Apple (AAPL) undercut the November low a bit more decisively today, trading under the 500 level for a period of time in pre-open trade this morning. The stock closed at the peak of its daily range on above-average volume, and so one must consider whether the short-term downside in the stock is mostly wrung out of the stock, and it must now spend a period of time building another right shoulder, at the very least. This would make sense given the technical position of the stock and the shift in sentiment as reflected by a number of analysts downgrading their price targets for the stock, with the lowest coming in at 520. We can congratulate that analyst for that one, since the stock is already trading above his price target after-hours today.
The daily chart above shows the obvious undercut and reversal that occurred today, and common sense would tell us that the stock is certainly in a position to rally, even if the rally is nothing more than a reaction type of move that helps to build another right shoulder in the overall pattern. If one insists on holding a longer-term short position, then one should prepare for the possiblity of holding through a rally that could conceivably carry to the 50-day moving average, currently running just above the 580 price level. While each trader must manage their position in AAPL according to their own plan and risk preferences, we would emphasize that our initial downside price targets have been hit and we see no reason to be pigs at this point. In fact, we are long AAPL shares based on the closiing action and are looking for a tradeable bounce. However, we only mention this for purposes of fair disclosure, as we intend to operate with a very tight stop and could be out of the trade very quickly and back on the short side - but that's our problem, and if you choose to make it your problem then that is your decision as this is not intended as a recommendation to buy AAPL. Caveat emptor!

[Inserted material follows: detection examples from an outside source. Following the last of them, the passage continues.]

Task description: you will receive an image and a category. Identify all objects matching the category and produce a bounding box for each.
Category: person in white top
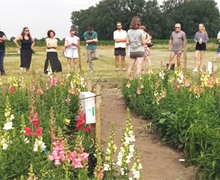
[113,22,127,71]
[64,29,80,72]
[44,30,62,74]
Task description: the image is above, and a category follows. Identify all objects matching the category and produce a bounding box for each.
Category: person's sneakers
[193,68,198,72]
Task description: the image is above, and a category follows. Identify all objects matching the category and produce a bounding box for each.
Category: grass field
[1,43,220,82]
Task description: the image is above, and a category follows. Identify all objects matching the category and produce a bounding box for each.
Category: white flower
[3,122,13,130]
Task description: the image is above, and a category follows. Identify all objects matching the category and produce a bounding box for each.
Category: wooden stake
[95,85,102,143]
[183,39,187,71]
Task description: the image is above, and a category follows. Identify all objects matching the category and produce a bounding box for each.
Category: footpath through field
[101,85,196,180]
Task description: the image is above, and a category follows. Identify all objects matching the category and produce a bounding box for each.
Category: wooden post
[183,39,187,71]
[95,85,102,143]
[78,41,82,72]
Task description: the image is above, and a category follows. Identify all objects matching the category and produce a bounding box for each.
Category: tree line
[71,0,220,40]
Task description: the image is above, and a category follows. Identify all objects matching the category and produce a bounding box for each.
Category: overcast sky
[0,0,220,38]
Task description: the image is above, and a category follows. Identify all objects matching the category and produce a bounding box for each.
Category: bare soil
[101,86,196,180]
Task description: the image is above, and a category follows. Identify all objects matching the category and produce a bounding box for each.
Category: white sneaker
[193,68,198,72]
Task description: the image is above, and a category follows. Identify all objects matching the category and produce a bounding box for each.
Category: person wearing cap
[83,26,99,73]
[64,29,80,73]
[113,22,127,71]
[0,25,8,75]
[168,23,186,70]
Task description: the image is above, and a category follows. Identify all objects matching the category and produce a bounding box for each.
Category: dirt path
[101,88,196,180]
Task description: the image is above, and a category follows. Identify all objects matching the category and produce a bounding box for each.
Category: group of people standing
[0,16,220,78]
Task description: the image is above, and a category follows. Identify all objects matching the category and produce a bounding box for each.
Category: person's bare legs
[199,51,205,71]
[167,53,176,71]
[115,56,119,69]
[73,58,78,72]
[127,59,136,79]
[194,51,199,70]
[137,57,144,77]
[121,56,125,70]
[177,53,181,69]
[67,58,71,73]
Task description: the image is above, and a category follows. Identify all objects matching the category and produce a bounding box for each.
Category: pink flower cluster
[49,139,69,166]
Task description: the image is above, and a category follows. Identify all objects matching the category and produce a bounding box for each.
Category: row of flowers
[123,70,220,180]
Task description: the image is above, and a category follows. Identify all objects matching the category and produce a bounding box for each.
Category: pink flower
[85,126,91,132]
[24,127,31,136]
[137,89,141,95]
[34,127,42,136]
[37,89,44,94]
[50,77,57,86]
[126,83,131,88]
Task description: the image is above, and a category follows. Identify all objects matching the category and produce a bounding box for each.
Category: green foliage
[71,0,220,40]
[123,72,220,180]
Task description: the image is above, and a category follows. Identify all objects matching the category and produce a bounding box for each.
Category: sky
[0,0,220,39]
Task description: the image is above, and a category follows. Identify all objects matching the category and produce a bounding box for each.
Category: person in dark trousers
[0,25,8,75]
[168,23,186,70]
[84,26,99,73]
[14,27,35,73]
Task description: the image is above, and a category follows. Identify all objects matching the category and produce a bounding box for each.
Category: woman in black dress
[44,30,62,74]
[14,27,35,72]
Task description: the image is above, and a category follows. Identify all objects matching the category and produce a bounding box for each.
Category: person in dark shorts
[0,25,7,75]
[168,23,186,70]
[193,24,209,72]
[14,27,35,73]
[113,22,127,71]
[127,16,146,79]
[44,30,62,74]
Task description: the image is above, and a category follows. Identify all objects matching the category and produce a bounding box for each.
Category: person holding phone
[193,24,209,72]
[44,30,62,74]
[64,29,80,73]
[14,27,35,73]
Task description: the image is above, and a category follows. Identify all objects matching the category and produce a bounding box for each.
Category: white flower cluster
[159,70,165,79]
[117,110,135,176]
[0,97,15,150]
[33,136,46,152]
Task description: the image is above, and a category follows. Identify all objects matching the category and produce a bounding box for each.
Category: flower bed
[123,71,220,180]
[0,74,142,180]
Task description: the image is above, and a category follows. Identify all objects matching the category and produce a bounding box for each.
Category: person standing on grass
[168,23,186,70]
[0,25,8,75]
[44,30,62,74]
[64,29,80,73]
[141,26,152,74]
[84,26,99,73]
[127,16,146,79]
[113,22,127,71]
[193,24,209,72]
[14,27,35,73]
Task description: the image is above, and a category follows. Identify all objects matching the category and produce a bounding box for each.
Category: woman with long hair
[44,30,62,74]
[141,26,152,74]
[127,16,146,79]
[14,27,35,72]
[193,24,209,72]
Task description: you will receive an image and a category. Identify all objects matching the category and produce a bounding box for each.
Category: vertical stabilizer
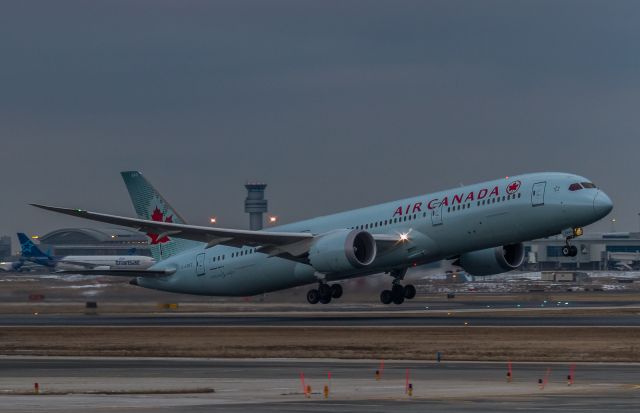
[18,232,51,258]
[120,171,201,261]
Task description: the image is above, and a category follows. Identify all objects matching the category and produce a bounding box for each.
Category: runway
[0,310,640,327]
[0,358,640,413]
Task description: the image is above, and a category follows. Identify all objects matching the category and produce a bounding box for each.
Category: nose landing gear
[307,283,342,304]
[380,268,416,305]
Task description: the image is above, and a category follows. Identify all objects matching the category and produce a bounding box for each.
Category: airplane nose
[593,191,613,217]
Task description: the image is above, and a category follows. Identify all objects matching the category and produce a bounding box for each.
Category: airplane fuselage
[137,173,612,296]
[55,255,155,270]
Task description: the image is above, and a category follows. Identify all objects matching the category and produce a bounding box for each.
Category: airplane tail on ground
[18,232,51,258]
[120,171,201,261]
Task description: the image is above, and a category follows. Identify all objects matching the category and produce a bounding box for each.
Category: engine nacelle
[309,229,376,274]
[459,243,524,275]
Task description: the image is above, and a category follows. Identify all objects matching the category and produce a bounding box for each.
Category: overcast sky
[0,0,640,248]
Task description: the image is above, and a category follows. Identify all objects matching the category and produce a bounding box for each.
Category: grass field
[0,327,640,362]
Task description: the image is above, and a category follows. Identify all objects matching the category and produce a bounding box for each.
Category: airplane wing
[31,204,402,256]
[56,269,176,278]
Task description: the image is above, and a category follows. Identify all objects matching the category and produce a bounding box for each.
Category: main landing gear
[380,268,416,305]
[307,283,342,304]
[562,228,583,257]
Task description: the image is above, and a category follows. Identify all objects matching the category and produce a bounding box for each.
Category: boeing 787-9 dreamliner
[33,171,613,304]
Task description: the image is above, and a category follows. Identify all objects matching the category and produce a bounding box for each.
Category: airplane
[18,232,155,272]
[31,171,613,304]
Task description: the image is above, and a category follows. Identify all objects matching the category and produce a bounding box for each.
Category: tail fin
[120,171,201,261]
[18,232,51,258]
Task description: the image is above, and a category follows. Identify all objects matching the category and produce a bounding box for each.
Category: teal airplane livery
[32,171,613,304]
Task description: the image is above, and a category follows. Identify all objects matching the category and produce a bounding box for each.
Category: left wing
[31,204,406,257]
[56,268,176,278]
[31,204,314,248]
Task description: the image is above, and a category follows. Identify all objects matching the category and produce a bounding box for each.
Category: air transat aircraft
[18,232,155,271]
[32,171,613,304]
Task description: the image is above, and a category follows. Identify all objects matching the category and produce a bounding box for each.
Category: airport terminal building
[524,232,640,271]
[40,228,151,256]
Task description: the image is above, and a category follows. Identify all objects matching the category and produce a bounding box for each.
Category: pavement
[0,357,640,413]
[0,309,640,327]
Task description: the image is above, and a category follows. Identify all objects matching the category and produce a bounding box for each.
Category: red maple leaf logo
[507,181,520,194]
[147,207,173,245]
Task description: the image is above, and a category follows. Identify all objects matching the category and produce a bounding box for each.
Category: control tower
[244,183,267,231]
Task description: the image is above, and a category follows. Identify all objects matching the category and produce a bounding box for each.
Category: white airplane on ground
[33,172,613,304]
[18,232,156,271]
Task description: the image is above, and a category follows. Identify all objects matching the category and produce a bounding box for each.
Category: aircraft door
[531,182,547,206]
[431,204,442,226]
[196,253,205,277]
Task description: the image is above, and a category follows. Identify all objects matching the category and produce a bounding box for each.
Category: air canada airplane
[32,171,613,304]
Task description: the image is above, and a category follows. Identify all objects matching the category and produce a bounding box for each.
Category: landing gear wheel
[307,288,320,304]
[318,284,331,297]
[569,245,578,257]
[404,284,416,300]
[380,290,393,304]
[320,295,331,304]
[391,284,404,297]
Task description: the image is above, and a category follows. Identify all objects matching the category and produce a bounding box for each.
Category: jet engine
[456,243,524,275]
[309,229,376,274]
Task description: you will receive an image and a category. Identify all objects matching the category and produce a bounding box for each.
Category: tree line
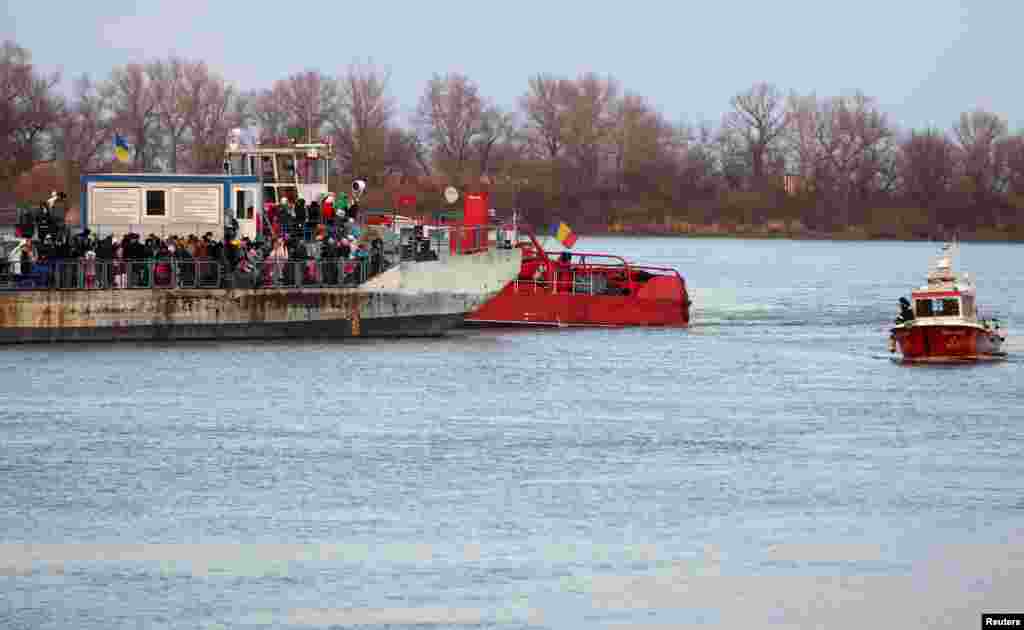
[0,42,1024,238]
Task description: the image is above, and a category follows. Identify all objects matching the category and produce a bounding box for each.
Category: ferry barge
[889,244,1007,363]
[0,143,520,343]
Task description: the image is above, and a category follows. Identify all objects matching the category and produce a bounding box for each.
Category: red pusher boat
[889,244,1007,363]
[466,224,690,327]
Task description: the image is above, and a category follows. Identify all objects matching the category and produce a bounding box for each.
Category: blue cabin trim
[80,173,259,225]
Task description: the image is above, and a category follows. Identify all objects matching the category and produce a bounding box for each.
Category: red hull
[466,278,690,326]
[466,224,690,326]
[893,324,1001,360]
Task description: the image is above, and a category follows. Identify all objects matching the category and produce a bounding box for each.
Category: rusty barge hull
[0,289,481,344]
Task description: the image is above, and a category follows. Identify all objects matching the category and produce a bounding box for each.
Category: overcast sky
[0,0,1024,129]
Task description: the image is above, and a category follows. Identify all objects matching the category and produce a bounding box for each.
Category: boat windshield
[914,297,959,318]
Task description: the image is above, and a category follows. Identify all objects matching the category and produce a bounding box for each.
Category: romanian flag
[114,133,130,162]
[554,221,575,248]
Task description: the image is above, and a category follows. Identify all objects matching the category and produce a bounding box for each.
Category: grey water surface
[0,238,1024,629]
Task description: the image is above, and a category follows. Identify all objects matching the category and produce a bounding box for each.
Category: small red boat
[889,244,1006,363]
[466,225,690,327]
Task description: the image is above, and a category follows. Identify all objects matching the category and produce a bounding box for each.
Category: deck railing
[0,258,370,291]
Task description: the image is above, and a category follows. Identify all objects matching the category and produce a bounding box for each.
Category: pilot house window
[914,297,959,318]
[145,191,167,216]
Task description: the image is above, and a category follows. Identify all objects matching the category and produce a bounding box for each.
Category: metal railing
[398,225,501,260]
[0,258,368,291]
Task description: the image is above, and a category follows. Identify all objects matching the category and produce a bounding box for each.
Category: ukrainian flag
[554,221,575,248]
[114,133,130,162]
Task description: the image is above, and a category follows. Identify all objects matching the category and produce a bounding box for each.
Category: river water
[0,238,1024,629]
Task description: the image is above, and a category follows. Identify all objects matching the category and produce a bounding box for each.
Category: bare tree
[54,75,114,171]
[102,64,160,171]
[563,73,620,188]
[953,110,1007,196]
[182,62,243,172]
[473,106,516,176]
[334,62,393,176]
[899,129,956,216]
[677,121,720,195]
[519,74,572,160]
[724,83,786,184]
[996,133,1024,195]
[417,73,484,176]
[611,93,687,191]
[146,57,193,173]
[245,89,289,138]
[269,70,341,141]
[0,42,61,182]
[384,127,430,175]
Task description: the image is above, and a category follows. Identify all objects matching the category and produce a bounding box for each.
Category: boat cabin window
[145,191,167,216]
[961,295,978,318]
[914,297,959,318]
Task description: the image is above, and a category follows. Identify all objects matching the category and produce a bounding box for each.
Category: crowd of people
[0,198,389,289]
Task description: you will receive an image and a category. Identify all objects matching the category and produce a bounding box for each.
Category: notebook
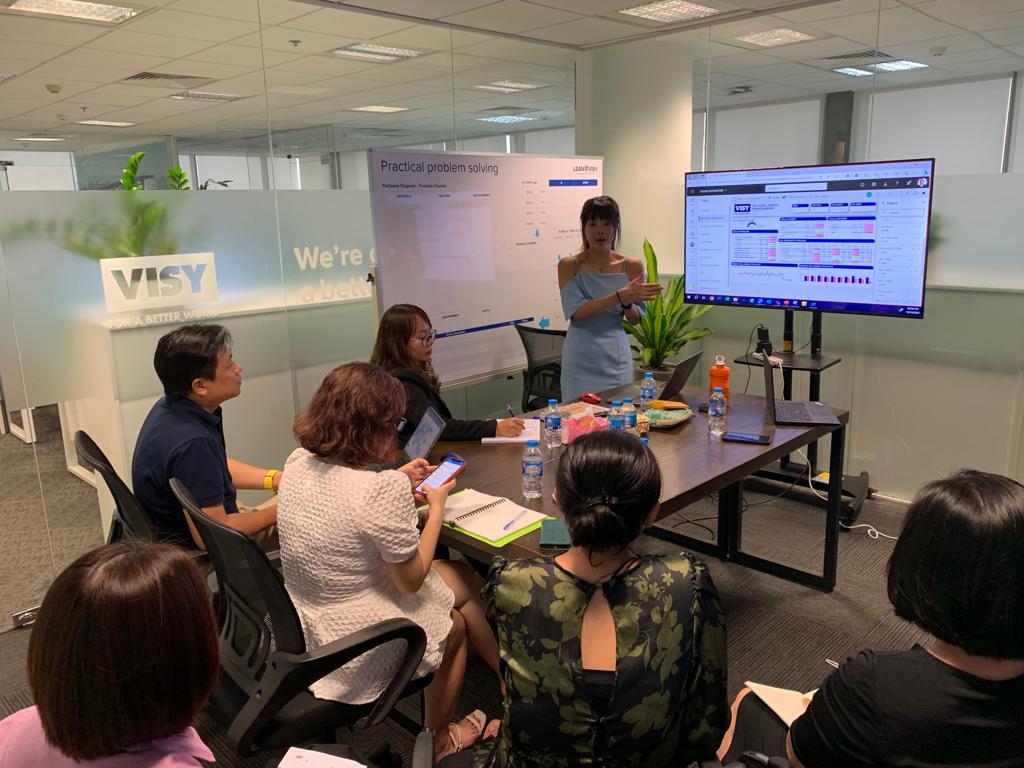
[421,488,547,547]
[480,419,541,445]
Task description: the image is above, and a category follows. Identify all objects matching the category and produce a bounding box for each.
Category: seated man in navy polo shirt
[131,325,281,546]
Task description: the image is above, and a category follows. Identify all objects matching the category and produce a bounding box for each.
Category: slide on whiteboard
[369,150,603,383]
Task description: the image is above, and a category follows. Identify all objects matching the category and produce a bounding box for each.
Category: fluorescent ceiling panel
[0,0,141,24]
[734,27,814,48]
[618,0,722,24]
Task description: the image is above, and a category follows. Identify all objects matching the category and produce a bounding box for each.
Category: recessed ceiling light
[0,0,141,24]
[477,115,537,125]
[618,0,722,22]
[331,43,425,62]
[75,120,135,128]
[867,59,928,72]
[171,91,245,101]
[733,27,814,48]
[351,104,409,115]
[473,85,522,93]
[833,67,874,78]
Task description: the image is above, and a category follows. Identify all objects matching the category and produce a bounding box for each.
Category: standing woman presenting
[558,197,662,401]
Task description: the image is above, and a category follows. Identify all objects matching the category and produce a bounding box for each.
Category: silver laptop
[657,349,703,400]
[406,408,444,460]
[761,354,839,426]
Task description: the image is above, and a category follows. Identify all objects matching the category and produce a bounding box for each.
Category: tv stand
[734,309,872,525]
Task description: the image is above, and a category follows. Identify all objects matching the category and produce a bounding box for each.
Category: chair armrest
[227,618,427,744]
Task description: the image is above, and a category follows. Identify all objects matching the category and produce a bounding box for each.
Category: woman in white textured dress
[278,362,498,758]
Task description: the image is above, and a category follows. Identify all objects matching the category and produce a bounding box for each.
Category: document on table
[480,419,541,444]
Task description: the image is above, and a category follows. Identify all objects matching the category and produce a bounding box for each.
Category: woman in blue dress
[558,197,662,402]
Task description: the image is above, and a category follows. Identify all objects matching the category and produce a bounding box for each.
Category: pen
[502,509,529,530]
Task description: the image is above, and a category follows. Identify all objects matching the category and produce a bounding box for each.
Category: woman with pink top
[0,541,218,768]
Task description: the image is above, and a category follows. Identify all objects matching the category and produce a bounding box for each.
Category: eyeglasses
[413,329,437,347]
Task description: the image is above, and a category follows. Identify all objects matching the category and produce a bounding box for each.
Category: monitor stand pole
[755,309,871,525]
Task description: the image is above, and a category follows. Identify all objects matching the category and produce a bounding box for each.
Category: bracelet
[263,469,278,490]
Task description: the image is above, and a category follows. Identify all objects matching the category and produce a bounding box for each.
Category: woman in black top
[719,470,1024,768]
[370,304,522,447]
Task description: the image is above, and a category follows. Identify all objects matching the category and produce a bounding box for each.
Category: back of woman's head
[370,304,430,373]
[889,470,1024,658]
[293,362,406,467]
[29,541,219,760]
[555,430,662,551]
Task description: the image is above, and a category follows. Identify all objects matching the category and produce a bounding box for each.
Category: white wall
[868,77,1019,174]
[708,98,823,170]
[575,37,693,274]
[0,152,76,191]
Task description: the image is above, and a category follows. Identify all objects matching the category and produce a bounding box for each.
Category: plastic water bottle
[640,371,656,411]
[623,397,637,434]
[608,400,626,432]
[544,399,562,449]
[708,387,727,437]
[522,440,544,499]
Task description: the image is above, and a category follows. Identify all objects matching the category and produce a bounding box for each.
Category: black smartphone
[722,432,771,445]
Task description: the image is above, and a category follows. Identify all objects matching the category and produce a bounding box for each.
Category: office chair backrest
[75,429,158,542]
[515,325,565,411]
[171,477,306,693]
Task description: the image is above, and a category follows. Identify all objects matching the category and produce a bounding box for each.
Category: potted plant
[623,238,714,379]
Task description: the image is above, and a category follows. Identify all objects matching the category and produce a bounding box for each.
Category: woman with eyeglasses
[370,304,523,447]
[278,362,498,758]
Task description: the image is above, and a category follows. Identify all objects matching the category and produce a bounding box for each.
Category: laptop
[406,408,444,461]
[761,354,839,426]
[657,349,703,400]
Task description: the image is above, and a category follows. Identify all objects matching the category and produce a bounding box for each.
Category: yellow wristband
[263,469,278,490]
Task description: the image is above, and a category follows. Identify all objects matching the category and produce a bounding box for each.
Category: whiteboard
[368,150,603,384]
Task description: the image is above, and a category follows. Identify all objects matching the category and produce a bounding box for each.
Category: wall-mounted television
[684,159,935,317]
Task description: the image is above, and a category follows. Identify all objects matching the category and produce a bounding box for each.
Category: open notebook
[420,488,546,547]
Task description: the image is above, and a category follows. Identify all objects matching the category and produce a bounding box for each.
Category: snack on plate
[638,408,693,429]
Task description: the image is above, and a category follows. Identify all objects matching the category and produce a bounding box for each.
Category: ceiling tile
[125,9,258,42]
[526,18,644,45]
[444,0,582,33]
[282,8,415,40]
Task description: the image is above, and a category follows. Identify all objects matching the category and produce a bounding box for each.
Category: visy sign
[99,253,217,312]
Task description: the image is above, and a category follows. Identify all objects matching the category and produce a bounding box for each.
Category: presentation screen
[685,160,935,317]
[369,150,602,384]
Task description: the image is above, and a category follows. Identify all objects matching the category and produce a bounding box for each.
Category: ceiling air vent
[818,50,893,61]
[121,72,216,88]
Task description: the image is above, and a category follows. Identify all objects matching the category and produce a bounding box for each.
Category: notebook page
[480,419,541,444]
[444,488,546,542]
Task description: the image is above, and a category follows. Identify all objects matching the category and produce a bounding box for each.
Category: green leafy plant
[623,238,714,370]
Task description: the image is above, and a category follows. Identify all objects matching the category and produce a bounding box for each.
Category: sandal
[440,710,487,757]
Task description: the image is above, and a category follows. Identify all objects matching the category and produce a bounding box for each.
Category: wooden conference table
[435,385,850,592]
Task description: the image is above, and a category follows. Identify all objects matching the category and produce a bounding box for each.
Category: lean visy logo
[99,253,217,312]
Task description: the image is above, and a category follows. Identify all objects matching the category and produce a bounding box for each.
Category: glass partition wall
[0,0,577,631]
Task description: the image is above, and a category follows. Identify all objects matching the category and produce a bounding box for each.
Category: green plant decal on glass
[623,238,714,370]
[4,152,189,260]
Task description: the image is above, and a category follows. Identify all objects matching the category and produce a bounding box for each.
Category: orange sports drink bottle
[708,354,729,402]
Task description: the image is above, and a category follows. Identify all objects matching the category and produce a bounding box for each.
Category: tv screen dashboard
[684,159,935,317]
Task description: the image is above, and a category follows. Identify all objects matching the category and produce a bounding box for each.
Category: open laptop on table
[761,354,839,426]
[657,349,703,400]
[404,408,444,461]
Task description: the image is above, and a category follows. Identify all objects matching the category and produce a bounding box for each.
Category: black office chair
[75,429,159,544]
[515,325,565,413]
[171,478,432,756]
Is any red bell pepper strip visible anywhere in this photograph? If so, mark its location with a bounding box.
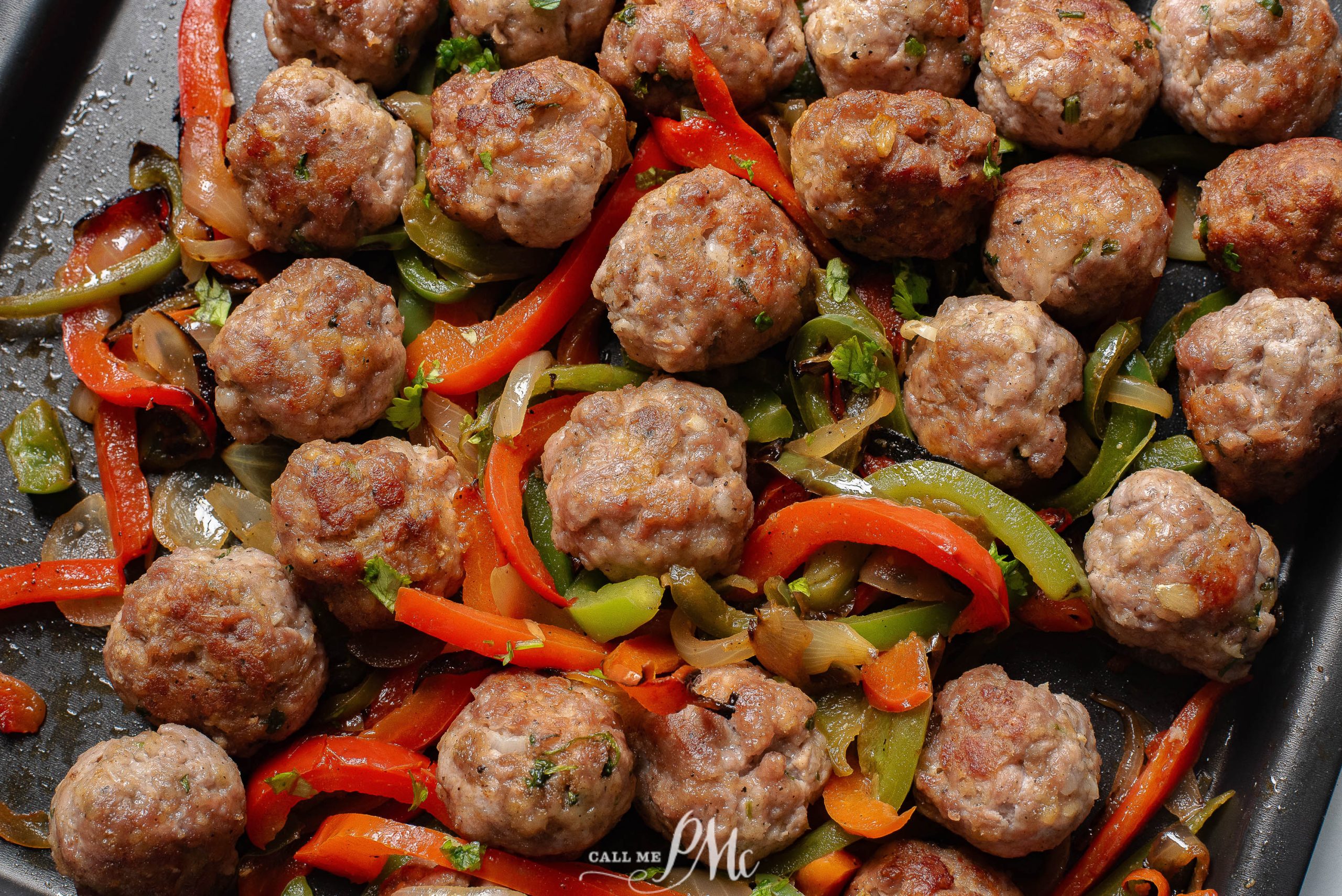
[650,34,839,258]
[738,495,1011,633]
[482,394,592,606]
[405,135,671,396]
[396,588,605,671]
[1051,682,1231,896]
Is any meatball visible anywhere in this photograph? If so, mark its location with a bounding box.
[541,380,754,581]
[975,0,1161,153]
[225,59,415,255]
[847,840,1020,896]
[914,665,1100,858]
[792,90,997,260]
[1194,137,1342,302]
[427,58,630,248]
[1086,468,1282,682]
[630,663,831,867]
[266,0,438,90]
[983,156,1173,326]
[102,547,326,757]
[270,437,462,632]
[1151,0,1342,146]
[1174,290,1342,502]
[51,725,247,896]
[596,0,807,117]
[592,166,816,373]
[438,672,633,856]
[904,295,1086,488]
[804,0,983,96]
[207,259,405,442]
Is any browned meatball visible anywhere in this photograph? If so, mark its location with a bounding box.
[630,663,831,868]
[266,0,438,90]
[983,156,1173,326]
[438,672,633,856]
[1151,0,1342,146]
[792,90,997,260]
[975,0,1161,153]
[1194,137,1342,302]
[596,0,807,117]
[592,166,816,373]
[541,380,754,581]
[428,58,630,247]
[207,259,405,442]
[904,295,1086,488]
[1174,290,1342,502]
[914,665,1100,858]
[102,547,326,755]
[225,59,415,255]
[1086,469,1282,682]
[270,437,462,632]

Meanwhile Google (GOOG) was up another 1.77%, clearing the high of this past Thursday, so that's enough to stop us out of that short-sale probe. Priceline.com (PCLN) remains under its 50-day moving average and so remains in a shortable position on rallies into the 50-day line, and it is currently well within 1% of the 50-day moving average. Those who want to play "Quickdraw McGraw" with their stops on this one would simply use the 50-day line as a very tight and quick stop.